A handkerchief suddenly appeared in her hands. She used it to assert a small measure of control over her leaking face.

“Anyway…” Grigg persisted. “I guess that means the shit has hit the fan, you’ve found out about my little off-the-books assignment, and Ali remembered this zip drive that arrived at her house at an unusual time.

“So, let me see if I can clear some things up. I got a call yesterday from Special Agent Delaney of the FBI. I, uh, I met him a while back when Wild Bill and I infiltrated that loony religious sect that was cooking more meth than a thousand-unit trailer park. You remember, Nate? He’s the one I told you about. The one who liked to wear Prada sunglasses and Gucci loafers?”

“Shit,” Nate spat, and Ozzie hit pause on the video as the group gathered around the monitor turned toward Nate. He raked an agitated hand over his face, the bristles on his chin sounding like sandpaper against his rough palm. “I didn’t remember the name Delaney ’cause Grigg always referred t’the guy as GQ.”

“What do you remember now?” Frank urged, gray eyes bloodshot but fiercely alert.

“Nothin’ much,” Nate shook his head regretfully, cursing under his breath. “Just that Grigg was as impressed with the guy’s skill as he was with his fashion sense.”

“Hmph,” Frank grunted, obviously supremely
un
impressed with any man who gave a fig for fashion. As a group, they turned back to the computer screen. Ozzie restarted the video.

“…So Delaney calls me and says he’s got a job only I can do since he can’t trust anyone in his own office or any of the other alphabet soup outfits. He says it’s crucial I don’t reveal the mission to anyone, even to you guys. Claims it’s highly dangerous and there are elements at play he can’t control and he wants to restrict the danger to as few folks as possible. Now,” Grigg shook his head and grinned his wonderful, devil-may-care grin, “I know you’re all cursing me right now, but Delaney wouldn’t have tapped me if he wasn’t in a real bind, which,” Grigg’s grin twisted into another grimace, “turns out he is…uh,
was
. Shit, I’ll get to that part later.

“So anyway, I agreed to the job and met Delaney yesterday evening in DC. There he tells me he suspects a certain senator, a Mr. Alan Aldus, has been selling illegal weapons to some pretty extreme Pakistani tribesmen—big no-no in anyone’s book. Only up to this point, Delaney hasn’t been able to get the evidence he needs to have the good senator arrested. Long story short, Delaney got his hands on Senator Aldus’s computer password and the codenames for the files of the weapons sales. He needed me to go in during the senator’s shindig last night under the guise of a bullet-catcher and copy the files. And no, Ozzie, the senator’s system couldn’t be hacked from the outside. I specifically asked Delaney that question. I also asked him why he didn’t just do it himself, and he started acting all spooked and shit, said he was convinced the senator was on to him and there were folks within his own agency who knew about the deal and were covering for Aldus. Delaney said he was being watched, followed. You know, your typical government-employee paranoia. Still, I was impressed with the guy’s skills in New Mexico, so I agreed to help him and we shook hands and parted ways.

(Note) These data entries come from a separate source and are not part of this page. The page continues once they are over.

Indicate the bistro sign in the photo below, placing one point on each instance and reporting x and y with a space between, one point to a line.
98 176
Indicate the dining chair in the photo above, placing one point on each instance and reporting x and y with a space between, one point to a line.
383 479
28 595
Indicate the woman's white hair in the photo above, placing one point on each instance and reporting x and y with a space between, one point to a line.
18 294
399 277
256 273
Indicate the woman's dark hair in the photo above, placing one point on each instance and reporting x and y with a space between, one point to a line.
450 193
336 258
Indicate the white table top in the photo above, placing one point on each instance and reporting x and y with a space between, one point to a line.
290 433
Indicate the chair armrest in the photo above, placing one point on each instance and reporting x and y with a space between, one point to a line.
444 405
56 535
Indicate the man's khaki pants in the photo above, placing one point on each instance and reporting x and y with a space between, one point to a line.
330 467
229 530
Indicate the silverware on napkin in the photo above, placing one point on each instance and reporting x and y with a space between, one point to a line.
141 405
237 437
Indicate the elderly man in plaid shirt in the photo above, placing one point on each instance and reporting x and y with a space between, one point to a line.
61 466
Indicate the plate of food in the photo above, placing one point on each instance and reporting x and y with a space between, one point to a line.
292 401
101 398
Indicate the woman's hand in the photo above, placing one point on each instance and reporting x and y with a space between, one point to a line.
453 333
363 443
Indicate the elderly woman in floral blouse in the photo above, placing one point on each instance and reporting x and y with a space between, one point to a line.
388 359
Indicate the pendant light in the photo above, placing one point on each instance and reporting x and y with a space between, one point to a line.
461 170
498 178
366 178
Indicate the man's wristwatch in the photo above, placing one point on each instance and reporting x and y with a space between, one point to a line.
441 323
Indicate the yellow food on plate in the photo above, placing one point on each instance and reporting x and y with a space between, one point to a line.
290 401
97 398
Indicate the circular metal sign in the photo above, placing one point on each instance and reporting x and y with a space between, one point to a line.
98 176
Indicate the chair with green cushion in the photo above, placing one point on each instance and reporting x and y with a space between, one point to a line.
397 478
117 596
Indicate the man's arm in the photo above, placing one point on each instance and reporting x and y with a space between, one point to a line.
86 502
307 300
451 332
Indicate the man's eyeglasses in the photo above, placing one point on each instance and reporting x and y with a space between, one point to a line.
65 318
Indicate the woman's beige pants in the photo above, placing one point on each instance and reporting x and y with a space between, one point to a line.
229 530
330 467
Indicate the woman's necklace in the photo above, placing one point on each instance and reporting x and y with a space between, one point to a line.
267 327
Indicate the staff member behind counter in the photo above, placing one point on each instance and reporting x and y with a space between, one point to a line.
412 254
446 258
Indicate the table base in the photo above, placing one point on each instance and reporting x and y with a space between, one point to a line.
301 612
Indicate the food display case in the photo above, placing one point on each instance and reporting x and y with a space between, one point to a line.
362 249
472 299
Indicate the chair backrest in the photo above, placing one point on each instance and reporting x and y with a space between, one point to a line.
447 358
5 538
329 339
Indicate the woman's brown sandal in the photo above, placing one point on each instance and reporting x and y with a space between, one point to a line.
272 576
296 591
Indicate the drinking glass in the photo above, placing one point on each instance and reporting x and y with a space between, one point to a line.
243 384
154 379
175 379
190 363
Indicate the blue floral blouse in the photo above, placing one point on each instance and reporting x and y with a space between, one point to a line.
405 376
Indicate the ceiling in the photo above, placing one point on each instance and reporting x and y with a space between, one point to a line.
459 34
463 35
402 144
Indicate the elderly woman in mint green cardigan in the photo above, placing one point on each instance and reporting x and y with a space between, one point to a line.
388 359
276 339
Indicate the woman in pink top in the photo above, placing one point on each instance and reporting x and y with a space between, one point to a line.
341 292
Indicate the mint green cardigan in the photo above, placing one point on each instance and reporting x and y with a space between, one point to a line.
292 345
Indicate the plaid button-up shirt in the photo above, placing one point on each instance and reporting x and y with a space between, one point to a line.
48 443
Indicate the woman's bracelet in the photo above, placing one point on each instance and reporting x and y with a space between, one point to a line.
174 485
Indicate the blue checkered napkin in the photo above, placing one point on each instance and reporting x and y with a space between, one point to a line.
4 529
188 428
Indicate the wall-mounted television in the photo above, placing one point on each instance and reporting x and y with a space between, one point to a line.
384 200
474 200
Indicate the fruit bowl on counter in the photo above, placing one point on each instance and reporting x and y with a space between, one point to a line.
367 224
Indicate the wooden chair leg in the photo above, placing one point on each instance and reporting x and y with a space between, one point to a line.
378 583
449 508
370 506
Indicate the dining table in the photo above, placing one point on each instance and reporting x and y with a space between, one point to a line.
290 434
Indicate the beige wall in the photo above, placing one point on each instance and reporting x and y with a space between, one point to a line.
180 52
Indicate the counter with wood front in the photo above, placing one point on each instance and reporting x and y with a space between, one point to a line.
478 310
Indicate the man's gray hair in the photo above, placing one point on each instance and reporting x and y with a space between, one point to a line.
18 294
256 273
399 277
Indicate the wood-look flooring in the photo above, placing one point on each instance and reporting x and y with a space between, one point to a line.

“The job was simple, went off without a hitch. Then, after the party, Delaney failed to show at the drop, and what do you know? Come to find out, the guy’s dead. Supposedly fell asleep at the wheel and dunked his car in the river,” Grigg rolled his beautiful brown eyes.

“Now here I am stuck with my thumb up my butt. I have no clue who I should send these files to. Obviously this thing goes deep and is dangerous as hell, considering Delaney’s convenient sleep apnea episode. I don’t know who’s involved, but it’s gotta be some folks pretty high up. On top of all that, Ghost, you and I are tasked to fly out to Istanbul at oh-three-hundred, which is,” Grigg glanced at his watch, “in exactly two flippin’ hours.